James Carville, who helped run Clinton’s 1992 presidential campaign, said Biden’s inner circle was close. “People around President Biden have always been with him,” he said. “I think the culture of their White House is different than the one I would be familiar with.” He added that “those people are very good,” but “Ron or Mike or Anita, they are not colleagues.”

Given his age and experience, Mr. Biden has few people he truly considers colleagues, any more than anyone might be a colleague to a president. His relationships with Mr. Clinton and Mr. Obama are complicated, and some Biden advisers have said he would have been irritated if either of those former presidents had told him last year not to run or had told him now to think about resigning. Most of the senators with whom Mr. Biden served for so many years, the ones whose opinions he valued, are largely gone. Ted Kaufman, his close friend and longtime aide who succeeded him in the Senate, was among the most vocal in a re-election bid.
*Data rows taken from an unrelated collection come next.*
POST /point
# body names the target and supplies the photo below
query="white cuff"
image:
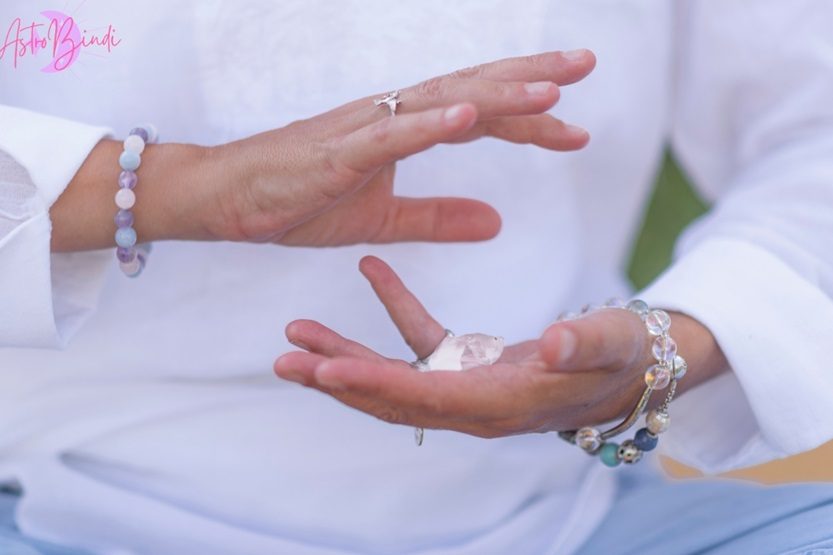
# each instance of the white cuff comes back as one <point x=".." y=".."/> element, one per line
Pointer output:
<point x="44" y="297"/>
<point x="776" y="329"/>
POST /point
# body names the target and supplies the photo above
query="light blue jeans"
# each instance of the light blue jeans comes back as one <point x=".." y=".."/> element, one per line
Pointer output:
<point x="651" y="517"/>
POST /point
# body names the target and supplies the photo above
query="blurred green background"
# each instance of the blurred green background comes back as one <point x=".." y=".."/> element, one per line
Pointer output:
<point x="673" y="206"/>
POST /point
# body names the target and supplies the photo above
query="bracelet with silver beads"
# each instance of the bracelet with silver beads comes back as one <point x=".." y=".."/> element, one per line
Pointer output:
<point x="669" y="368"/>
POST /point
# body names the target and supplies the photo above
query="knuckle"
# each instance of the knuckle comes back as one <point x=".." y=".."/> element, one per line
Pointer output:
<point x="472" y="72"/>
<point x="431" y="89"/>
<point x="335" y="171"/>
<point x="391" y="415"/>
<point x="380" y="131"/>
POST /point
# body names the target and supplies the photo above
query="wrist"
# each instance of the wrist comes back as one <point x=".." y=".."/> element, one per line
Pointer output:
<point x="175" y="184"/>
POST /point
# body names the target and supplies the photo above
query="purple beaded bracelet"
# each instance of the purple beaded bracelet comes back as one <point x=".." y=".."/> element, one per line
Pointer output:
<point x="131" y="256"/>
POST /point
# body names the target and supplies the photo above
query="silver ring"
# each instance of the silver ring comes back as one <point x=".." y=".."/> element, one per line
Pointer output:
<point x="422" y="363"/>
<point x="391" y="100"/>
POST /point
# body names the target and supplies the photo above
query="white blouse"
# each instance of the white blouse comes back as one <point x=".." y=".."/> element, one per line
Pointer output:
<point x="142" y="416"/>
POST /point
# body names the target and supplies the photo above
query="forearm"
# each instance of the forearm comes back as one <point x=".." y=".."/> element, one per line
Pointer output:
<point x="171" y="193"/>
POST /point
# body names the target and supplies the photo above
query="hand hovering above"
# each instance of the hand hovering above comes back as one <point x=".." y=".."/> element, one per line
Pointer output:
<point x="329" y="180"/>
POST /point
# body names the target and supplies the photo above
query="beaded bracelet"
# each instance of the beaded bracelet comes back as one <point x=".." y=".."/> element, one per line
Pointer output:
<point x="131" y="256"/>
<point x="669" y="368"/>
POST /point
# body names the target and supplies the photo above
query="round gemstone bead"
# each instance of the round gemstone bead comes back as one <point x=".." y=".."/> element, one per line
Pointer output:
<point x="645" y="440"/>
<point x="615" y="303"/>
<point x="151" y="132"/>
<point x="134" y="143"/>
<point x="127" y="179"/>
<point x="140" y="132"/>
<point x="589" y="439"/>
<point x="657" y="422"/>
<point x="664" y="348"/>
<point x="125" y="237"/>
<point x="628" y="452"/>
<point x="609" y="454"/>
<point x="658" y="322"/>
<point x="129" y="160"/>
<point x="657" y="376"/>
<point x="125" y="199"/>
<point x="680" y="367"/>
<point x="124" y="218"/>
<point x="638" y="307"/>
<point x="125" y="254"/>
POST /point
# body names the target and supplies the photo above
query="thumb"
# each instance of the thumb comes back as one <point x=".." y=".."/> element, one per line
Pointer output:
<point x="609" y="338"/>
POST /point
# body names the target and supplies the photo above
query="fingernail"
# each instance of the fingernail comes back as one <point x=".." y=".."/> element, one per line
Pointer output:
<point x="566" y="345"/>
<point x="452" y="115"/>
<point x="299" y="344"/>
<point x="326" y="377"/>
<point x="292" y="376"/>
<point x="574" y="55"/>
<point x="576" y="130"/>
<point x="539" y="88"/>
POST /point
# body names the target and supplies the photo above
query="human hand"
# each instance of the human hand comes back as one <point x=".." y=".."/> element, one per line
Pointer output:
<point x="580" y="372"/>
<point x="329" y="180"/>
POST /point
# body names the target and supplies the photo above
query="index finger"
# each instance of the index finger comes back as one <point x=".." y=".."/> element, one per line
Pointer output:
<point x="419" y="329"/>
<point x="562" y="68"/>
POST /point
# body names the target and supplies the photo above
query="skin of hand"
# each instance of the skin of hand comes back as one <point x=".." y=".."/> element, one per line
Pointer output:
<point x="581" y="372"/>
<point x="328" y="180"/>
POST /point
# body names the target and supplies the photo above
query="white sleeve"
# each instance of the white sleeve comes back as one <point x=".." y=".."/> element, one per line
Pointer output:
<point x="753" y="126"/>
<point x="44" y="297"/>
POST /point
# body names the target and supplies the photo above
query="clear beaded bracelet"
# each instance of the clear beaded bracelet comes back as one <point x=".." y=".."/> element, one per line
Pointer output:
<point x="131" y="256"/>
<point x="669" y="368"/>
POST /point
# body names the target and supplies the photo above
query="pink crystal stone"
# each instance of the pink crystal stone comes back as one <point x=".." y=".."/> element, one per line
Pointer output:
<point x="465" y="351"/>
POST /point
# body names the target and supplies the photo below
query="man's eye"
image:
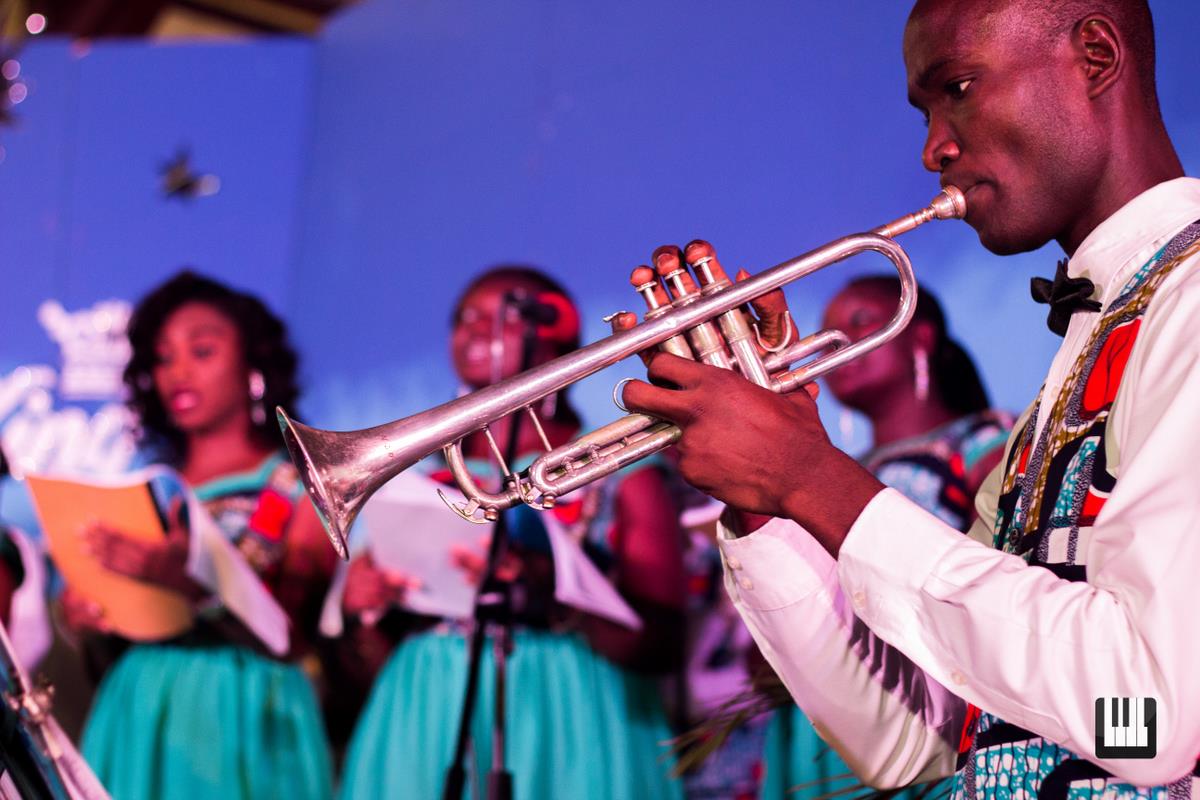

The only people his advisers believe would have influence over such a momentous decision are family members, notably Jill Biden, the first lady, who reportedly strongly encouraged a re-election campaign in the first place, and his sister, Valerie Biden Owens, who was his political consigliere during his years in the Senate.

“He’s a very proud man,” said Mr. Axelrod, who worked with Mr. Biden when he was Mr. Obama’s vice president. “He is a man who always believes that he has been underestimated all his life and that he has defied the odds. So I don’t know what his state of mind is. There are others who are close to him now. But I know there are a lot of concerns.”